BANGKOK – The University of Thai Chamber of Commerce has reported that about 87% of Thai credit-card holders maintain running balances on their credit cards, increasing concerns about growing levels of household debt.
Thanavath Phonvichai, the UTCC’s vice-president for research, said the survey of 1,198 people taken Sept 1-6 showed only 13% of people paid off their entire balance within the past three to six months. During that time, 28% of cardholders paid only 5% of their balance, 47.7% paid 10-20% and 11.3% paid nothing at all.
More significantly, the university’s centre for economic and business forecasting also found that cardholders earning less than 20,000 baht a month had outstanding credit-card debt almost three times their monthly earnings. The groups with the largest debts were students and “for hire” workers.
Mr Thanavath said it was worrisome to see students and younger people with outstanding debts, as it might lead to more-problematic spending behaviour in the future.
He said the university suggested that the government tackle the issue of credit-card and household debt by better educating people on self-sufficient living, reducing costs of living and managing interest rates. Job creation and fair distribution of income also would help, Mr Thanavath added.
The survey found that approximately 82% of those polled hold one or two credit cards. Most have been careful in using them due to fear of being indebted and or exceeding their credit lines. Average monthly spending totalled 6,534.99 baht and most used their cards only twice a month.
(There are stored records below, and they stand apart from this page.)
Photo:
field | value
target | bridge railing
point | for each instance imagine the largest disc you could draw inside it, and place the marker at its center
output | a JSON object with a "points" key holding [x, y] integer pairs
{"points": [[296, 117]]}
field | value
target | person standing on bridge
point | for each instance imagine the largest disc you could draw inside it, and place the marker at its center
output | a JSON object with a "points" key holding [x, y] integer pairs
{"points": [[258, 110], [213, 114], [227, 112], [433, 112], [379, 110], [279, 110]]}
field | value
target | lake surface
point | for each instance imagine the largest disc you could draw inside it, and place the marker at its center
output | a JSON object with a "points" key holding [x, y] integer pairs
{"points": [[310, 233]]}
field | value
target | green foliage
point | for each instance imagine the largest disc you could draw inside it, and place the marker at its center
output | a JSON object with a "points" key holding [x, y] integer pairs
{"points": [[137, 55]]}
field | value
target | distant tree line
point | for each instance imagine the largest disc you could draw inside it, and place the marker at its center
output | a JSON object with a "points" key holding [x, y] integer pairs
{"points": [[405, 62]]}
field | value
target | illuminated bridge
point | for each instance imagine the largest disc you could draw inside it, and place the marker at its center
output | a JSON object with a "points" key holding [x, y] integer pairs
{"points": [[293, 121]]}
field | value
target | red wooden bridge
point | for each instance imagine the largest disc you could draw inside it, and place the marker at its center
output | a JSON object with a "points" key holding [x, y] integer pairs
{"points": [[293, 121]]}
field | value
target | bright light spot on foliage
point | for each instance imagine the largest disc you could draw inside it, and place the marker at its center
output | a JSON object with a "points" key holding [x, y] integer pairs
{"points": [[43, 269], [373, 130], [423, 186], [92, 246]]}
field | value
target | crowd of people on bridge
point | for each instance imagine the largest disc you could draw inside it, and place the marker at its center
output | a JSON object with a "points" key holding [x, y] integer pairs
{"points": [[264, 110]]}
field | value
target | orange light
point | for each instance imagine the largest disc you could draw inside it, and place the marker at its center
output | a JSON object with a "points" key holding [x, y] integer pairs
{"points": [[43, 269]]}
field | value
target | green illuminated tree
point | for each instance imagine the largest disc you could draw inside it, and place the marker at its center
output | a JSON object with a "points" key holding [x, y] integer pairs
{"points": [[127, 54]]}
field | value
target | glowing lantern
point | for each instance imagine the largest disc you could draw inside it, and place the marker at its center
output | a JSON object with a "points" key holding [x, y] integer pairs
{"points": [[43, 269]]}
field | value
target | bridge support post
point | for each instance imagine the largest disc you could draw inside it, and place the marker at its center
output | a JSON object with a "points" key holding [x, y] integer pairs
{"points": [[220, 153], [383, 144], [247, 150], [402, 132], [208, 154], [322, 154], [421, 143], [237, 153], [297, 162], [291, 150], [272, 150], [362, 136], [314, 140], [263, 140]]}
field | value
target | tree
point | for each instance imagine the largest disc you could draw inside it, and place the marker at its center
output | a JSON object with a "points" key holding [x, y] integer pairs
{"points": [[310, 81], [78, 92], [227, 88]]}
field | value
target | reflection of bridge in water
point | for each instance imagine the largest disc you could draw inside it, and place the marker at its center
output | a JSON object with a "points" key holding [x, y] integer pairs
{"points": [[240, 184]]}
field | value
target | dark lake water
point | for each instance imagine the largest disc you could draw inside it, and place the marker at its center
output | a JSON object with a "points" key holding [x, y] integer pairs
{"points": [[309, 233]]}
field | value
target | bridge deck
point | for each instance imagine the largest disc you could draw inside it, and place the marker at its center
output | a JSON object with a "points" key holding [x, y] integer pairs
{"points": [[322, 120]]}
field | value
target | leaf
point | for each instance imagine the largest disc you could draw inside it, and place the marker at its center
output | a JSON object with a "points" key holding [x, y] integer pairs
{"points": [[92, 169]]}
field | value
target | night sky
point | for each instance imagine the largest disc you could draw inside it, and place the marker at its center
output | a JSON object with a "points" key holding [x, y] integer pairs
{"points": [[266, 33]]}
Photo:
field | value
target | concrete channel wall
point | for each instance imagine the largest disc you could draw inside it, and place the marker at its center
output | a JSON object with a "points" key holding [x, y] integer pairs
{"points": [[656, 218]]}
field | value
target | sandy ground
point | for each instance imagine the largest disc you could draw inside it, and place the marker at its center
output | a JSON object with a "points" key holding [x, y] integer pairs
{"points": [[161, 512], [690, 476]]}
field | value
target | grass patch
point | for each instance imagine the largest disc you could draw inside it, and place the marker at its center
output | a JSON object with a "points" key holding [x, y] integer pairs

About 36.4% of respondents use their cards for buying goods to pay in instalments. Cash withdrawals were done by 31.5% of cardholders while 31.1% just use a card to replace cash.
It is expected that there will be a total of 20.3 million credit cards in circulation in 2014, with spending amounting to 1.53 trillion baht, up 5.2% from 2013. Average spending per card has been around 75,000 baht this year.